All those involved in these traumatic events recovered in due course: Holly in London and Susie in Vermont both remarried -
happily; Holly had two children and Susie, five. Stephen and his wife, with three children, set up a vineyard in California on the
Russian river. All three children re-established a strong relationship with their mother and all, with the exception of Stephen, a
good adult understanding with Cooke. Yet the Process left its mark. Cooke, despite his experience of analysis at times of stress,
never found it easy to talk about what had happened. It filled him, he said much later, with horror and revulsion and helplessness. It
was not until 1974 that he found a way of crystallising his feelings. Patty Hearst, kidnapped by the self-styled “Symbionese
Liberation Army”, had been identified as one of those taking part in a bank robbery with her erstwhile jailers. She had then
delivered a series of chilling messages proclaiming that she was no longer a prisoner, but an active and enthusiastic member of the
group. Middle-class America was appalled and comforted itself that she had been “brainwashed”. That sent a chill down Cooke's
spine, as he explained in a Letter from America in April:

“The blanket word that covers a lot of doubt is 'brainwashed', by which a lot of people seem to mean that she has been either
drugged or tortured into an insensibility in which she'll say anything that's spoon-fed to her. Or that she is acting out the tough
guerrilla recruit under threat of having her sister kidnapped, or her family murdered. There is, however, one other definition of the
word 'brainwashed' and I incline to it. Maybe because of an old painful experience with a group not political but pseudo-religious,
skilled at recruiting impressionable young people, able to tap the dynamite of their unconscious, but not to guide it, so that a
daughter, say, that you knew deeply, could explode into an unrecognisable monster giving her all - money, devotion, total belief - to
the movement. And incidentally, renounce and despise the parents in a language and a voice that had its own alien and brutal and
unfamiliar tone.

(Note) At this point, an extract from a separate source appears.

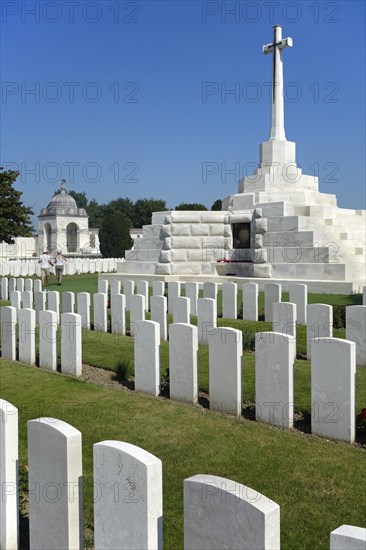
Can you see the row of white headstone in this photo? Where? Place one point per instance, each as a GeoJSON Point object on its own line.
{"type": "Point", "coordinates": [30, 268]}
{"type": "Point", "coordinates": [128, 500]}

In such cases of what you might call malign conversion it is a dreadful experience to be an onlooking parent, for
the loved child has been brainwashed into a genuine conversion and is for the time being lost. At worst, is lost forever.”

This bleak passage is a very rare example of Cooke allowing his feelings to be exposed in public. The old reluctance to indulge in
any open display of emotion, inherited from his parents, had never been properly shaken off. But he felt he understood something
about the abusive psychological techniques of the SLA that he should, as a reporter, pass on; this enabled him to tell his personal
story with a protective, journalistic gloss.